Storage

Managed storage

Crunchy Data Warehouse comes with object storage built into the appliance. Files are written to managed storage with the using iceberg syntax (see Iceberg tables for details). Warehouse object storage is billed based on usage ($0.046/gb/month) and is infinite.

Files in your storage can be accessed from the cluster overview screen:

Note that the name of your storage location will be 'database name'/'schema name'/'table name'/'table OID'. If you're using the public schema for Postgres, that is how your Iceberg table will be named. Regardless of the name displayed, storage repositories reside in a private network and are not publicly accessible.

Connecting to external storage

Crunchy Data Warehouse also supports connection to outside Amazon S3 buckets either to store managed Iceberg tables, or to import, export and query data lake files. Google Cloud Storage and Azure Blob Storage are in development but not currently available in Crunchy Data Warehouse.
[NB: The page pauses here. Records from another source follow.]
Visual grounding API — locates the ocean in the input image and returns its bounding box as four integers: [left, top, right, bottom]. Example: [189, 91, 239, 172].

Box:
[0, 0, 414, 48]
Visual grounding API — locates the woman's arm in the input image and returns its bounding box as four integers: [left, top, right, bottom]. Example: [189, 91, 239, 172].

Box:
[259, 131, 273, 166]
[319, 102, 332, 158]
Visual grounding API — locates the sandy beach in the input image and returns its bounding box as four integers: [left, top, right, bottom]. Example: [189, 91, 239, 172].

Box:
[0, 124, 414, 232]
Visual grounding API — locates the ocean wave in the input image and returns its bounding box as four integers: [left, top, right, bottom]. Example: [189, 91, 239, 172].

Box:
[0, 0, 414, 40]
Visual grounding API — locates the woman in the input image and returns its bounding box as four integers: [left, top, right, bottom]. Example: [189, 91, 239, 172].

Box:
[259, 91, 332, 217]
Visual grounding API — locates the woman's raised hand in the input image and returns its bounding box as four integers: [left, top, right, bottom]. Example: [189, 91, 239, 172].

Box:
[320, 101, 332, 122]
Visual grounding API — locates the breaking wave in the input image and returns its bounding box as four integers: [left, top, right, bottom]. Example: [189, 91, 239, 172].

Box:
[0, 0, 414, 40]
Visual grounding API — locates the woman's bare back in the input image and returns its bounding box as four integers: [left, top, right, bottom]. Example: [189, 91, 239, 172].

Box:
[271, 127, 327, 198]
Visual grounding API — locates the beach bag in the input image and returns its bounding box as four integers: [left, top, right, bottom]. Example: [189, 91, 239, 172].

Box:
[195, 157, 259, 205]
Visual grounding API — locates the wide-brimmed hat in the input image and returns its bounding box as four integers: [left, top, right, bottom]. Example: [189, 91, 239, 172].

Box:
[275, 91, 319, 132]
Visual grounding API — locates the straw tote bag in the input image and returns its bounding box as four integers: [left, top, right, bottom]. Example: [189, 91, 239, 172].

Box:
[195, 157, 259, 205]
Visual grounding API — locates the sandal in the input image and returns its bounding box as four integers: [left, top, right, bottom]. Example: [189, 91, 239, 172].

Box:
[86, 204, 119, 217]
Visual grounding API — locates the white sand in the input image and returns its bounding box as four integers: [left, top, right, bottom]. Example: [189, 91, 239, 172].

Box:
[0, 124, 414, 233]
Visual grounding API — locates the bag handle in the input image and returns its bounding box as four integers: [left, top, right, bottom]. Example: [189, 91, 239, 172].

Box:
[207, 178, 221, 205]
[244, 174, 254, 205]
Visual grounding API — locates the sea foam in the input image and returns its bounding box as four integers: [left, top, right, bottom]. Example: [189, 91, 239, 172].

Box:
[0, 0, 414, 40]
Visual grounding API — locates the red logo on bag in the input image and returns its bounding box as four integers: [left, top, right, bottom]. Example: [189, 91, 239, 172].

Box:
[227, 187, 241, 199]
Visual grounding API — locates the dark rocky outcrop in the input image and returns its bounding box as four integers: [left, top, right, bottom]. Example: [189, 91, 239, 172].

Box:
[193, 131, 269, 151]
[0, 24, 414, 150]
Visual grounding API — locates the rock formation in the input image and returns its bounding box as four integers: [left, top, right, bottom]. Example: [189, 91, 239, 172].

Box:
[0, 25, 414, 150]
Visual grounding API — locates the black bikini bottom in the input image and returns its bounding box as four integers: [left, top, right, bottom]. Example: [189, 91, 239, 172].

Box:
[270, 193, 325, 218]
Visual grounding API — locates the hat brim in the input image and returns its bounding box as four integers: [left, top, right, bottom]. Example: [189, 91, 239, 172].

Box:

Credentials to your object store are in the Team settings —> Data lake. This is where you'll enter the connection details. Each new warehouse cluster can be connected to new or existing credentials.

Connecting via any URL

Crunchy Data Warehouse can also read any publicly available Parquet file via an HTTPS URL path with the CREATE FOREIGN TABLE command:

CREATE FOREIGN TABLE taxi_another_trips()
SERVER crunchy_lake_analytics
OPTIONS (path `https://d37ci6vzurychx.cloudfront.net/trip-data/fhvhv_tripdata_2023-01.parquet`);

Granting URL access to database users

By default, regular database users cannot perform operations that read or write to an arbitrary URL, regardless of whether that URL points to public or private data.

Crunchy Data Warehouse comes with three different roles that you can GRANT to existing users/roles.

  • crunchy_lake_read - permission to read from an arbitrary URL via COPY ... FROM or creating a crunchy_lake_analytics table
  • crunchy_lake_write - permission to write to an arbitrary URL via COPY ... TO or creating an Iceberg table
  • crunchy_lake_read_write - permission to both read and write

For example, you can give a user permission to import from URLs with: GRANT crunchy_lake_read TO importer;

Note that granting one of these roles implicitly gives access to all data in managed and external storage. You can use table-level grants to give users only read access on specific tables.